PD. Sorry for my english is not my native language
After a couple days of trying to create a Symfony bundle to make things work the "official" way, I figured out a one-liner hack that gets the Symfony Doctrine connection and does what I need. It relies on the fact that $kernel
is a Symfony global:
// Singleton to get Doctrine database connection
//
// If we are running on the legacy system, it will open a new database connection.
//
// If we are running under Symfony, it will use the existing Doctrine
// connection.
class Doctrine
{
static private $instance = null;
private $conn;
// The database connection is established in a private constructor
private function __construct()
{
global $kernel;
if (class_exists('\config')) {
// running on legacy system
$cfg = new \config();
//
// set up Doctrine connection
//
$params = [
'driver' => 'pdo_mysql',
'user' => $cfg->db_username,
'password' => $cfg->db_password,
'host' => $cfg->db_hostname,
'dbname' => $cfg->db_name,
];
$config = new \Doctrine\DBAL\Configuration();
$this->conn = \Doctrine\DBAL\DriverManager::getConnection($params, $config);
} else {
// running on Symfony system
$this->conn = $kernel->getContainer()->get('doctrine.orm.default_entity_manager')->getConnection();
}
}
static public function getInstance()
{
if (!self::$instance) {
self::$instance = new Doctrine();
}
return self::$instance;
}
static public function connection()
{
return self::getInstance()->getConnection();
}
public function getConnection()
{
return $this->conn;
}
}
By using the above class, this simple statement will get a Doctrine connection in both Symfony and our legacy code:
$conn = Doctrine::connection()
Now we can the same libraries on both Symfony and our legacy code.
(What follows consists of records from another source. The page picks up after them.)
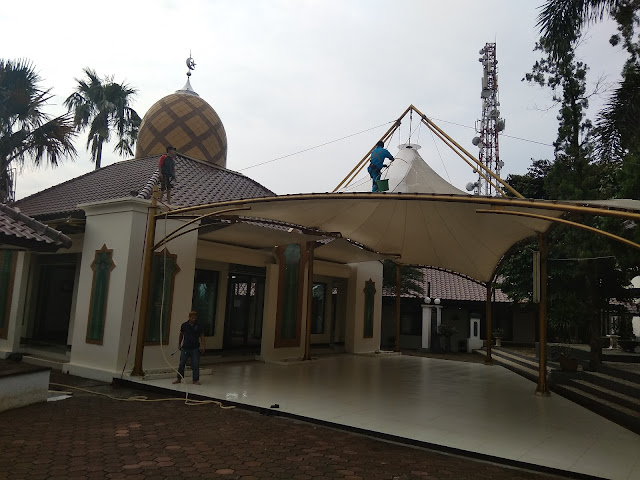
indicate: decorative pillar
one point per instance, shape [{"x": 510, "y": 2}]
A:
[
  {"x": 488, "y": 360},
  {"x": 307, "y": 334},
  {"x": 543, "y": 387},
  {"x": 146, "y": 284},
  {"x": 398, "y": 292}
]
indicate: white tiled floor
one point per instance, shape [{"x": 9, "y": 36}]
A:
[{"x": 469, "y": 406}]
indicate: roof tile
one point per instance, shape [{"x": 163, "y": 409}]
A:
[{"x": 198, "y": 183}]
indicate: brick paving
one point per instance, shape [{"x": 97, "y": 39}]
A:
[{"x": 94, "y": 437}]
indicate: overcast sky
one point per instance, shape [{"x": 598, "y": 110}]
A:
[{"x": 288, "y": 75}]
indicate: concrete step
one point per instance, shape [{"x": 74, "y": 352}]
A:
[
  {"x": 622, "y": 399},
  {"x": 626, "y": 417},
  {"x": 49, "y": 362}
]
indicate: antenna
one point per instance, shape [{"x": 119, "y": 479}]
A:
[{"x": 490, "y": 125}]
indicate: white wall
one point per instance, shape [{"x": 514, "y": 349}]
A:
[
  {"x": 354, "y": 339},
  {"x": 120, "y": 225},
  {"x": 17, "y": 310}
]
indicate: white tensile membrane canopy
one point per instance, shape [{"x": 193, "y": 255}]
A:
[{"x": 421, "y": 220}]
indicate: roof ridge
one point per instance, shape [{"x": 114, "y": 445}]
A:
[
  {"x": 233, "y": 172},
  {"x": 38, "y": 227},
  {"x": 74, "y": 179}
]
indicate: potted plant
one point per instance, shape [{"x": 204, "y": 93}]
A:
[
  {"x": 498, "y": 334},
  {"x": 447, "y": 331}
]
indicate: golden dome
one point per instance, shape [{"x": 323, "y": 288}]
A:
[{"x": 185, "y": 121}]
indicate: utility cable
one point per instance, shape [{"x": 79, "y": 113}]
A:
[
  {"x": 502, "y": 134},
  {"x": 141, "y": 398},
  {"x": 317, "y": 146}
]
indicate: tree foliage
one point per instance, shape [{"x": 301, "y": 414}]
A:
[
  {"x": 585, "y": 271},
  {"x": 104, "y": 107},
  {"x": 26, "y": 131},
  {"x": 562, "y": 23}
]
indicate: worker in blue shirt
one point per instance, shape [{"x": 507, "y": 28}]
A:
[{"x": 378, "y": 154}]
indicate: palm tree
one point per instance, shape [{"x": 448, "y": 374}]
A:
[
  {"x": 104, "y": 106},
  {"x": 561, "y": 23},
  {"x": 25, "y": 130}
]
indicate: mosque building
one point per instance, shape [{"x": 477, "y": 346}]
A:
[{"x": 248, "y": 280}]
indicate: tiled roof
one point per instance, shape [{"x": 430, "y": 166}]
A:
[
  {"x": 197, "y": 183},
  {"x": 452, "y": 286},
  {"x": 19, "y": 230}
]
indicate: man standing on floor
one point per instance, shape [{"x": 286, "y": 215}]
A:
[{"x": 190, "y": 344}]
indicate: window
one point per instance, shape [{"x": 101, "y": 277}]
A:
[
  {"x": 7, "y": 271},
  {"x": 163, "y": 271},
  {"x": 369, "y": 297},
  {"x": 102, "y": 266},
  {"x": 289, "y": 313},
  {"x": 318, "y": 302},
  {"x": 205, "y": 299}
]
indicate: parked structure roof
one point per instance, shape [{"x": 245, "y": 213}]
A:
[{"x": 447, "y": 285}]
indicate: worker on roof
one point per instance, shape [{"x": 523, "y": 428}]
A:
[
  {"x": 167, "y": 168},
  {"x": 378, "y": 155}
]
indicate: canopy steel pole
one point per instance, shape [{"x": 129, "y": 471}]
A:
[
  {"x": 348, "y": 179},
  {"x": 488, "y": 360},
  {"x": 478, "y": 162},
  {"x": 493, "y": 201},
  {"x": 398, "y": 291},
  {"x": 566, "y": 222},
  {"x": 543, "y": 387},
  {"x": 475, "y": 169},
  {"x": 146, "y": 280},
  {"x": 307, "y": 334}
]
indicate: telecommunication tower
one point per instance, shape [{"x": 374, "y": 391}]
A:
[{"x": 488, "y": 127}]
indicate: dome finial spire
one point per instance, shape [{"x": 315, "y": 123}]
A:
[{"x": 191, "y": 65}]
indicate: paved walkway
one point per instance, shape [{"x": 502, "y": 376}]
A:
[
  {"x": 95, "y": 437},
  {"x": 468, "y": 407},
  {"x": 463, "y": 406}
]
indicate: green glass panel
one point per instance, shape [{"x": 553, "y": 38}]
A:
[
  {"x": 369, "y": 296},
  {"x": 102, "y": 265},
  {"x": 292, "y": 256},
  {"x": 162, "y": 267},
  {"x": 318, "y": 300},
  {"x": 6, "y": 267},
  {"x": 205, "y": 299}
]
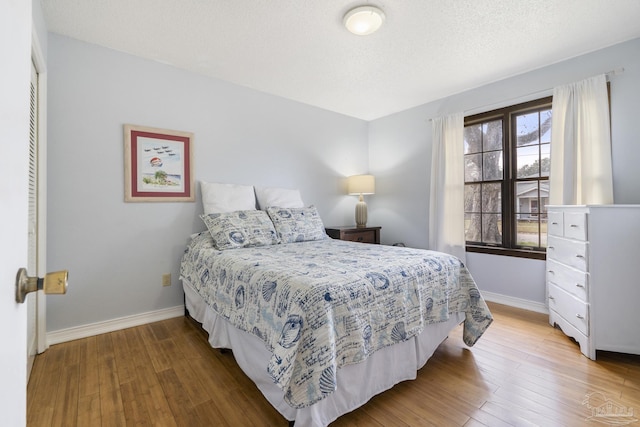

Yes, I know it's a hack, but it is easier to understand and maintain than the 10+ files and dozens of lines of code required to create even a simple Symfony bundle (and the legacy system won't recognize a bundle). I've put this class in a private composer package that can be used by both legacy systems and Symfony. This will make it much easier to keep things running until we can migrate all the legacy stuff to Symfony. After that is done, then I can do things the right way.